Chances are I would NOT feel inclined to date someone in jail/prison ( and I would think most of the female population would agree with me. By most, I am not including the woman currently entertaining the Menendez brothers).

Due to current conditions, meaning their are no real possible options, should we resort to the boys behind the bars? I mean, they need love too, right? I am writing this based on a conversation I had with a friend a few weeks ago. So, without any further ado, here is how it went down. No cocktails were involved either. Just a few sober people discussing men and prison. What's next? A discussion about soap on a rope? We'll leave that for next time.

My friend is in the midst of a divorce. The logistics of the paperwork have not been fully completed but matters of the heart had left this couple way before a paper clip was even attached to what inevitably would go into a manila envelope. She has her own career and has started to put the pieces together of this new life. She is also ready to start dating again. So when she asked me where I go to meet men I told her my guess is as good as hers.

As you get older your options start to dwindle. A bar is no longer the place to meet someone of quality ( even though I'm sure some people do). Quality is the key but where would you even begin to look?

It got me thinking. The older we get the more baggage people need to check. And I am NOT talking about children because I don't consider them baggage. What's a deal breaker? A guy with a wrap sheet so long it makes Lindsay Lohan look like a nun? But at this age should we just expect it? And not only that but most people are not even honest about all the crimes they may have committed.

Here comes the most ridiculous conclusion that we both came up with. Cutting out the middle man and going straight to the prison. I mean you would be able to pick your crime of choice. Sex offenders are off limits. No bargaining there but what about a nice drug dealer? Or a pimp? Maybe a white collar crime? Tax evasion? My favorite? The arsonist. Everyone likes a nice campfire. You do realize we were just kidding?! It did give us a good laugh though.

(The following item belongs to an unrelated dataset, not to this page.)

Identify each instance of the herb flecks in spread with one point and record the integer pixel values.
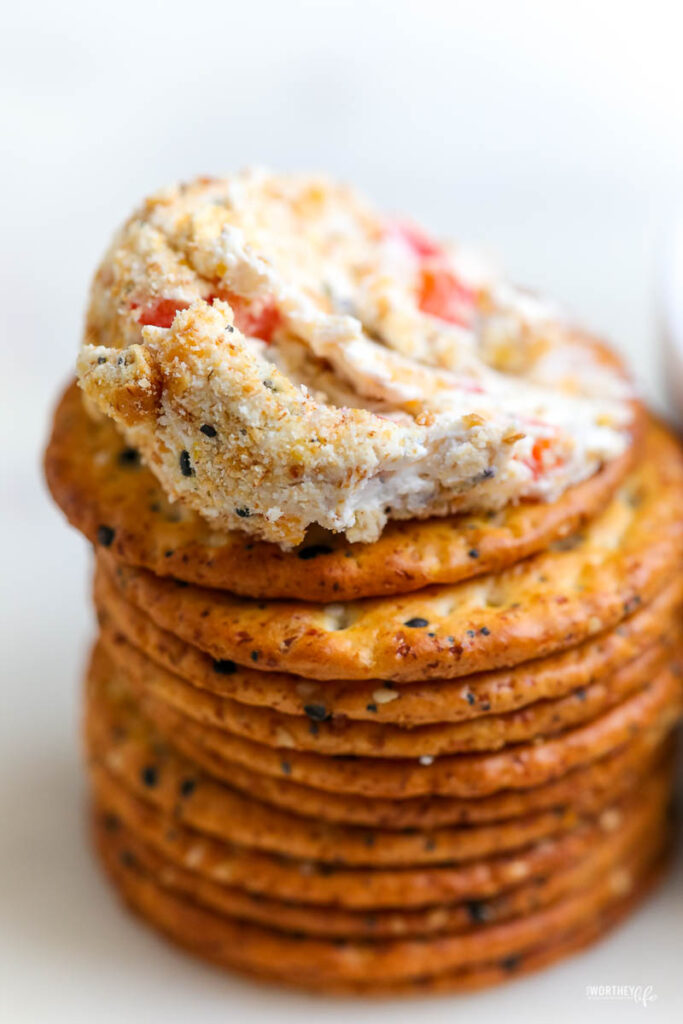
(282, 355)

On the serious side I am a full-on optimist and believe you can find someone without having to go the county jail. Plus, I am a terrible baker and with Hostess out of business I would never be able to hide the razor blade in a funfetti cake. With that creme center you would need a Twinkie to discreetly hide that kind of paraphernalia.

 As for my friend, she will find that nice guy minus the horizontal stripes or orange jumpsuit.

 Me? I might take a class on cake making.